屋久島だより vol.4 春を迎える森の違い――本州と屋久島の風景から学ぶ自然の戦略
竹本大輔
この冬から春に変わろうとするまさにいまの季節、本土と屋久島の風景の差に驚かされます。
特に驚かされるのが里の「森」。鬱蒼とした森は、季節が変わってもほとんど夏のまま。落葉している木を探すほうが難しいくらいです。
翻って本州の森は、名古屋以北に至っては低地に緑の木を探すのが困難です。針葉樹主体で降雪に耐えている地域も多いのがこの季節。ただし大阪以南ではポツポツと屋久島でも見る常緑樹の割合が増えてくるので、さみしい木が半分、緑の木が半分といったところ。
ほかにも屋久島ではたとえば庭木。

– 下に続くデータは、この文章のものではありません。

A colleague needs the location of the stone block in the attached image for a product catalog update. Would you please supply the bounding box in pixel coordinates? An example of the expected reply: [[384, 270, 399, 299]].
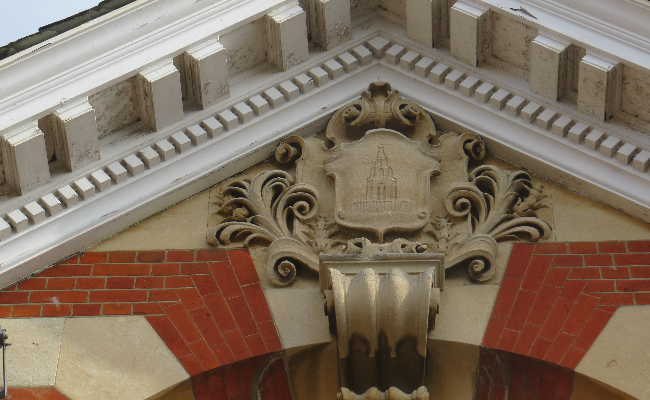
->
[[278, 81, 300, 100], [185, 125, 208, 145], [7, 210, 29, 232], [90, 170, 112, 192], [336, 52, 358, 72], [154, 140, 176, 161], [489, 89, 511, 110], [293, 74, 314, 93], [429, 63, 450, 84], [385, 44, 407, 65], [52, 99, 100, 171], [56, 185, 79, 207], [578, 55, 622, 121], [505, 96, 526, 116], [312, 0, 351, 50], [184, 40, 229, 108], [137, 62, 184, 131], [530, 35, 569, 101], [415, 57, 435, 77], [450, 2, 490, 66], [585, 129, 606, 150], [200, 117, 224, 137], [106, 162, 128, 184], [551, 115, 574, 137], [445, 69, 465, 90], [474, 82, 495, 103], [170, 132, 192, 154], [459, 76, 480, 96], [406, 0, 436, 47], [400, 50, 421, 71], [247, 95, 270, 116], [122, 154, 145, 176], [23, 201, 46, 224], [616, 143, 638, 165], [600, 136, 623, 157], [0, 123, 50, 195], [263, 87, 286, 108], [40, 193, 63, 216], [633, 150, 650, 172], [567, 122, 589, 144], [139, 147, 160, 169], [521, 102, 542, 123], [232, 103, 254, 124], [323, 59, 344, 79], [0, 219, 10, 240], [352, 45, 372, 65], [74, 178, 95, 200], [536, 109, 559, 130], [308, 67, 329, 86], [217, 110, 239, 130], [266, 4, 309, 71], [366, 36, 391, 58]]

桃のような明るいピンク色の花をつける寒緋桜(かんぴざくら)の旬はとっくにすぎ、いままさにソメイヨシノが満開です。たとえば畑。菜の花は満開を迎え、いろいろな野菜がとうが立って旬を過ぎています。たとえば道端の雑草たち。すでにタチツボスミレなどは美しい紫の花をつけ、ミヤコグサは黄色い可憐な花をつけ、まさに春真っ只中という風情。そして森の青々とした様子。
この季節、屋久島への旅行者はこの様子を見て「あぁ屋久島って本州と違って自然が豊か、癒やされるなぁ」と感じるはずです。
ちなみに冬に木々が落葉するのは、冬の寒さと乾燥から樹木本体を守るため、と言われています。屋久島では冬の間の湿気が多く、また春の陽光が早くから差し込むため、落葉の必要がありません。むしろ常緑樹は乾燥もせず僅かながらの光合成のパワーを利用し、冬の間でも新芽を出すことができます。落葉しているとその間にまわりの常緑樹に成長されてしまうのです。つまり屋久島の青々とした様子は、厳しい競争環境を生き残る生存戦略の一つでもあるのです。
レイチェル・カーソンはその著書「センスオブワンダー」で、自然や生命の不思議や美しさに驚く感性こそ、子どもの発達に必要不可欠なものであると主張しました。この主張には賛成です。しかしながら、この感性から湧きでた「なぜ?」「なんでこんなに違うん?」といったような疑問に持つこと、そしてその疑問について自ら答えを探し出すこと、といったこととも向き合うことを大切にしたいと考えます。これこそがすなわち生き抜く力を身につけるセンバス教育である、ということなのかもしれません。